Sunday, January 7, 2007

Sons could be birds, taken broken up to the mountain

At 12:02 p.m., I was formally marooned here. There is a sort of instinctive realization as to what all this entails, but as I rode with my mom to Reagan it was acknowledged only through exchanged glances. It's hard to watch tears seep out and realize that the point of no return was passed long ago. There's no excitement about the opportunity I have here; it's a means to an end. I've left my family, and it hurts like Holy Hell.

I stood above the main terminal floor and watched my mother go through the TSA checkpoint. I watched as she put her purse through screening, wiped her eyes and headed to her gate. She didn't look back for me; as it is customary for members of the Harris clan to do. We embrace the finality of moments like these, as pragmatism trumps hyperbole. During the deliberations about sending me to coast, there was a conscious effort to set emotion aside: screw the 945 miles, it's only distance.

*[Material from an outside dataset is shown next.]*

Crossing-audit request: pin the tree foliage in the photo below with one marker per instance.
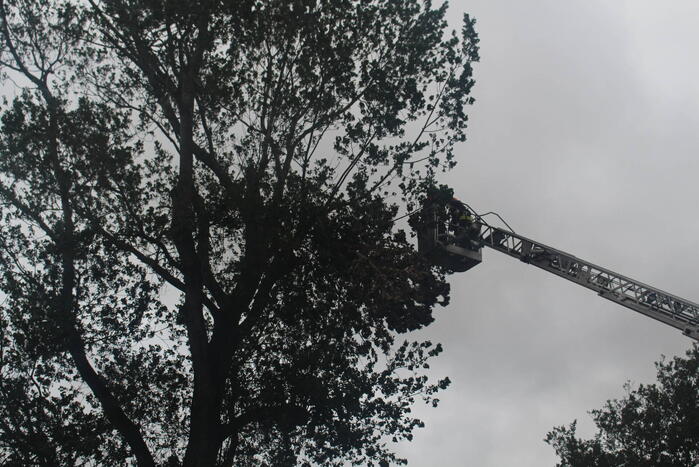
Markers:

That logic, though, can appear to come across as merely hiding fear of the unknown. For me, it's a fear I've embraced whole-heartedly. I'm living in a studio apartment in northern Virginia looking to compete with the best in my profession covering one of the toughest beats around. In all likelihood, I'm going to take a couple swift kicks in the face of my ego. But to not be bloodied and bruised in one's life is to have never known what it is like to try. I would rather fail, knowing this is not the job for me, than to dance tepidly around the whole issue. I did that a year ago, staying in Columbia to work for the Missourian and regretted it ever since.

Perhaps that's what this process is: an exercising of demons; a purging of self-doubt. Fear gripped me for the first two years of college. I feared flunking out. I feared working at The Maneater. I feared failing at the Missourian. I feared dating a woman I cared about. My drive was a product of a desire to be the best, but it was also the product of a man who lacked faith in himself. It was a simple logic: Better to a big fish in a little pond than the open sea. Ultimately, adhering to this course would have kept me in Columbia, scared and bitter.

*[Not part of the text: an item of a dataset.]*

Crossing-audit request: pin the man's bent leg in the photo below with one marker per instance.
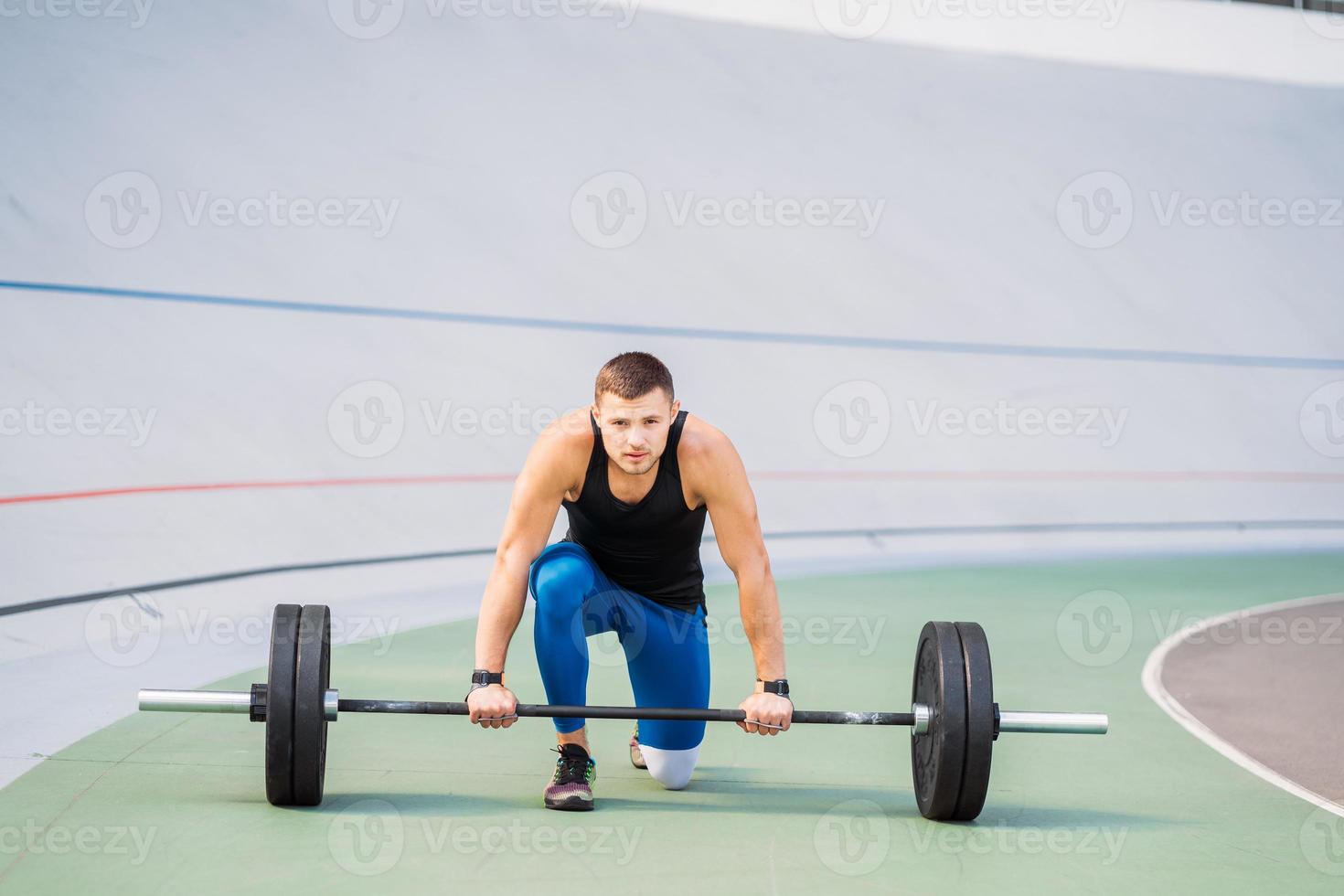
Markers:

My mom and dad knew as much, too. Unfailingly, they took all of two minutes in deciding that I needed to move east. How was I to become a full-fledged an adult if I stayed in my hometown for the first 22 years of my life? How was I to make good on the promise I had and their faith in me? Through frustration, worry, and tears, they have helped bring me here and to this point. While scant tears were shed, I will miss them probably more than I ever realized. I'll miss my brother, whose relationship is as honest as any I've ever known. He knows, though, this is what I need.

So as I sit in a studio apartment with a pullout bed, a walk-in closet and a 20-inch color TV, I set about my task. Meanwhile, Iron & Wine's "Upward Over the Mountain" plays in the background. God help me, I'm going to need it.